On her blog, Cynthia Willis was kind enough to nominate me once again for this award, in which nominees are asked to conceal a single truth in a long list of lies.
While I'm grateful, of course, to Cynthia for passing this along, I do have to wonder. Should I be proud of being honored for my lying skills twice in the space of two weeks?
Well, I am. I was raised that if you're going to tell a lie, you should make it a good one. But it also got me thinking. Are we writers liars, really? I mean, if you read Livvie Owen Lived Here, you'll find that of course it is fiction -- but -- fiction with a lot of fact concealed within, just like the list the Creative (Liar) Writer award asks nominees to compile.

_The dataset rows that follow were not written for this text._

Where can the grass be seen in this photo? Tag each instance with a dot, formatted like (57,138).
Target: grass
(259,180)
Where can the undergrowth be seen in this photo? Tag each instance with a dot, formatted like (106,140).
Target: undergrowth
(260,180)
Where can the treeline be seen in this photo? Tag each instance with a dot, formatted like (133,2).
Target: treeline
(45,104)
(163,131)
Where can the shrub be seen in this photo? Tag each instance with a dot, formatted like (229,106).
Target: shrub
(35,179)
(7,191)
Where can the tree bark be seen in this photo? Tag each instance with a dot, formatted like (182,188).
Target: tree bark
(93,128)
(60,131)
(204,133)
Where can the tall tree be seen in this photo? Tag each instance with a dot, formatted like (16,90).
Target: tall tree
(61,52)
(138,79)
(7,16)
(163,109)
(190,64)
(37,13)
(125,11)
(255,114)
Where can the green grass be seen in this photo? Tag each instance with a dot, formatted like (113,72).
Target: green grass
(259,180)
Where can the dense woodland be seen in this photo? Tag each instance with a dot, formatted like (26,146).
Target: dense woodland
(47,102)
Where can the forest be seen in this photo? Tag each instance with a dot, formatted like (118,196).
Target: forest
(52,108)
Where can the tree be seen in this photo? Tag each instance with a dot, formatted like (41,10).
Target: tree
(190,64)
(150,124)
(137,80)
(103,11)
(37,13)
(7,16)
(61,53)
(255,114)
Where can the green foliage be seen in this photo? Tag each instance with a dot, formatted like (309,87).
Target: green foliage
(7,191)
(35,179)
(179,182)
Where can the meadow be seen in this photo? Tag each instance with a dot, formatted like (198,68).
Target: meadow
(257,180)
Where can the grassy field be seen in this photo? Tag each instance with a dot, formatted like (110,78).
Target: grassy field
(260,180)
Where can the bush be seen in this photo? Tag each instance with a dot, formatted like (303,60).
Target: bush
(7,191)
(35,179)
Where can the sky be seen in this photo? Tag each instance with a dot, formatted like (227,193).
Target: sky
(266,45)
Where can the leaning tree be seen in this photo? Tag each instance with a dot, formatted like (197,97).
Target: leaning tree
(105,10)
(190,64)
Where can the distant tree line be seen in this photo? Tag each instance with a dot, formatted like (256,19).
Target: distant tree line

Sure, there is no Livvie (although there is a girl who organizes her kitchen dishes and hums to herself, and there is another who calls her parents by their first names and who used to use third person when she was upset). And because there is no Livvie, there is no way she could have lived in over twenty different places in a single county (although somebody did -- actually, five somebodies, of whom I am the youngest). And none of those places could have been an abandoned Nabor post office (because of course Nabor doesn't have a post office, as it's not a real town -- but Canvas, WV, had a post office-turned-apartment and any little girls who happened to live there really did have mail slots between their bedrooms).
In fact, each of the places Livvie lived in the town of Nabor comes straight from my memory. With some changes, of course. Some fictionalization. Some little lies.
So this Creative Liar award has got me wondering. Am I the only one who hides so many of my truths in fiction?
Maybe "fiction" is the biggest lie I've been telling.
So, this award. I'm supposed to nominate seven people to tell me a whopping list of lies. I nominate YOU. Post a comment in which you tell me something true that you have hidden in your fiction. Make me feel better about not being a very good liar.